Clinical Gastroenterology Vol.20 No.11(14)

Theme Present Status and Future Aspects of EUS
Title New Developments of Interventional EUS in UK
Publish Date 2005/10
Author Keiichi Ikeda Department of Surgical Oncology and Technology, St Mary's Hospital, London, UK / Department of Medical Physics, University College London, UK / Department of Endoscopy, The Jikei University School of Medicine
Author Paul Swain Department of Surgical Oncology and Technology, St Mary's Hospital, London, UK / Department of Medical Physics, University College London, UK
Author Annette Fritscher-Ravens Department of Endoscopy, St Mary's Hospital, London, UK
Author Hiroshi Kakutani Department of Endoscopy, The Jikei University School of Medicine
Author Hisao Tajiri Department of Endoscopy, The Jikei University School of Medicine
[ Summary ] Transgastric endoscopic surgery has been developed to allow incisionless, minimally invasive treatment without requiring anaesthesia, laparoscopy or open surgery.
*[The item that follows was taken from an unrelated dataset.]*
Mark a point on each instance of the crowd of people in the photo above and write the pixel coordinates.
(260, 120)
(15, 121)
The invention of new endosurgical methods and devices for application at EUS might promote development of a new type of surgery that would permit manipulation of structures deep within or outside the GI tract wall with high-quality, real-time US imaging. New sewing methods using EUS-FNA needle have been developed to perform transgastric gastroesophageal reflux surgery and transgastric tissue anastomosis. The aim of the study is to define the EUS anatomy of structures outside the gut that influence reflux, to place stitches in the median arcuate ligament, to perform posterior gastropexy, and to test the feasibility of crural repair under EUS control in pigs. We also developed methods of forming an anastomosis at flexible endoscopy, such as a gastrojejunostomy or cholecystoduodenostomy, when access to only one lumen is feasible. It was feasible to perform transgastric gastroesophageal reflux surgery and to form tissue anastomoses using the new sewing method at flexible endoscopy. Suturing under real-time EUS control offers significant advantages in terms of the further development of endosurgery. Linear EUS allows approaching to the target organ much more precisely, and is expected to lead to various transgastric endoscopic surgery combined with the new sewing method modified the EUS-FNA technique.